I don't know what is the right way to do this.

def funcdefn_visitor(self, node, parent, userdata):
    if node.kind == clang.cindex.CursorKind.FUNCTION_DECL: #gives function definitions
        self.func_defn.append(clang.cindex.Cursor_displayname(node))
        self.func_defn_line_no.append(node.location.line)
        self.func_defn_col_no.append(node.location.column)
    print 'Found %s [line=%s, col=%s]' % (
        clang.cindex.Cursor_displayname(node),
        node.location.line,
        node.location.column)
    return 2 # means continue visiting recursively

index = clang.cindex.Index.create()

tu = index.parse(self.filename)
#-- link cursor visitor to call back to give function definitions
clang.cindex.Cursor_visit(
    tu.cursor,
    clang.cindex.Cursor_visit_callback(self.funcdefn_visitor),
    None)
Was it helpful?

Solution

The -x c-header command-line switch is used to generate precompiled headers, not to exclude headers from the translation unit.

I think the correct way to exclude functions from a specific file would be to skip all nodes located in it while visiting the AST. To elaborate on your example, the idea is doing a first test in the visitor to skip the file as early as possible and avoid visiting all its subnodes.

def funcdefn_visitor(self, node, parent, userdata):

    # You might want to change the test here
    if node.location.file.endswith("/stdio.h"):
        print "Skipping 'stdio.h'"
        # Continue with next sibling
        return 1

    if node.kind == clang.cindex.CursorKind.FUNCTION_DECL: #gives function definitions
        self.func_defn.append(clang.cindex.Cursor_displayname(node))
        self.func_defn_line_no.append(node.location.line)
        self.func_defn_col_no.append(node.location.column)

    print 'Found %s [line=%s, col=%s]' % (
        clang.cindex.Cursor_displayname(node),
        node.location.line,
        node.location.column)

    # Continue visiting recursively
    return 2

index = clang.cindex.Index.create()

tu = index.parse(self.filename)
#-- link cursor visitor to call back to give function definitions
clang.cindex.Cursor_visit(
    tu.cursor,
    clang.cindex.Cursor_visit_callback(self.funcdefn_visitor),
    None)

Now I'm not an expert of cindex.py (libclang's python API), but I think your example follows the C API concepts rather than the python ones.

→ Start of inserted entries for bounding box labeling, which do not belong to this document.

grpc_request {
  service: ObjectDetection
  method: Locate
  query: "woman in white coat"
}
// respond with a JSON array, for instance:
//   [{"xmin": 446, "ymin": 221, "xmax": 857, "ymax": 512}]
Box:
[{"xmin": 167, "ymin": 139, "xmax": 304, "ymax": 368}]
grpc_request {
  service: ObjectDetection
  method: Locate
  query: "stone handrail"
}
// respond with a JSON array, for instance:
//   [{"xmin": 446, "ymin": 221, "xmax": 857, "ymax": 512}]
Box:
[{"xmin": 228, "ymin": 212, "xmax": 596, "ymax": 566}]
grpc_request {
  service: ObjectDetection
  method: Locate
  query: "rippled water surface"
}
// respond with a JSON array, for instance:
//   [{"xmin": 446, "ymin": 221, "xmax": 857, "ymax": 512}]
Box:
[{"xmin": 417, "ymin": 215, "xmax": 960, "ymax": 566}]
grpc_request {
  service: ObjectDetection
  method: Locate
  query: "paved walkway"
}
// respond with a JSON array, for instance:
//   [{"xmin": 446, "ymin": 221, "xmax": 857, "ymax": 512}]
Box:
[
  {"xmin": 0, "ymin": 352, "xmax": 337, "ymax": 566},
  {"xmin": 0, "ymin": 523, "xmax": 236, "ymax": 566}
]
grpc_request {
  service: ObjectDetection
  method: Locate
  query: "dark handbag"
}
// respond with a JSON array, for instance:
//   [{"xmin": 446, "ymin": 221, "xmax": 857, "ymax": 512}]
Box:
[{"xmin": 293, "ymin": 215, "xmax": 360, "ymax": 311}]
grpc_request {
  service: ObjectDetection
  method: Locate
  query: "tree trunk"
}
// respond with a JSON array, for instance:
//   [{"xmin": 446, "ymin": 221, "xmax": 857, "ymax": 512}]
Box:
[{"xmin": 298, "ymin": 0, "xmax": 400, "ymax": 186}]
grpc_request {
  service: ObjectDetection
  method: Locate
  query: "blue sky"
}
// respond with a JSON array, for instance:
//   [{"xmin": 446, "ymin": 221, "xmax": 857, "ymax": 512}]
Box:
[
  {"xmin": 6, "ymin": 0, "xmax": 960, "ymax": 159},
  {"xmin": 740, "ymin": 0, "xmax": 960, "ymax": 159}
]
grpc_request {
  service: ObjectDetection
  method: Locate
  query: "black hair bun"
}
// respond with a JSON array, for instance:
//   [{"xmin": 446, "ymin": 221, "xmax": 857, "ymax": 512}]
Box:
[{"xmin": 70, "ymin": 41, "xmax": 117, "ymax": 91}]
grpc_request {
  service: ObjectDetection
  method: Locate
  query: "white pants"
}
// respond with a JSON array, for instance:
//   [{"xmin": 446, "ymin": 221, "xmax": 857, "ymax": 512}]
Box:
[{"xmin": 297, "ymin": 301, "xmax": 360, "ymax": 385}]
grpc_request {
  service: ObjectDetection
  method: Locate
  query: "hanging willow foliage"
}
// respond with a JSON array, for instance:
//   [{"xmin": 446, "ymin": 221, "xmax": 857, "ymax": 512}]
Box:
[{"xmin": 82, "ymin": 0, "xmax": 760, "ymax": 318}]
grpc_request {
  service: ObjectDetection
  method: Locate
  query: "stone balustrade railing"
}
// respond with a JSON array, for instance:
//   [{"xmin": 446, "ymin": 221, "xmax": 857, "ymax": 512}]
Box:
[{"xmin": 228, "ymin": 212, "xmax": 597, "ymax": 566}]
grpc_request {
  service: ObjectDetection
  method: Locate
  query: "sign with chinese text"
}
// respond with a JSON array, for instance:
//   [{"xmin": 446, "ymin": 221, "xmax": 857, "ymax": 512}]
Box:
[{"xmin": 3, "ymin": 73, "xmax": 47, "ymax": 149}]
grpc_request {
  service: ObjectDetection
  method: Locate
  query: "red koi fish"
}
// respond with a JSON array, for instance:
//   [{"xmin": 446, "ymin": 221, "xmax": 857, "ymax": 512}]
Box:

Quoting from the documentation (emphasis mine):

This module provides an interface to the Clang indexing library. It is a low-level interface to the indexing library which attempts to match the Clang API directly while also being "pythonic". Notable differences from the C API are:

  • string results are returned as Python strings, not CXString objects.

  • null cursors are translated to None.

  • access to child cursors is done via iteration, not visitation.

Although cindex.py binds Cursor_visit to clang_visitChildren, it doesn't even export the CXChildVisitResult enum, meaning that you need to hardcode values for Break, Continue and Recurse. The pythonic way of doing things consists in iterating on children nodes, as returned by the Cursor.get_children() method. An example is given in these SO answers (1, 2), which you can adapt to filter out nodes based on the source file.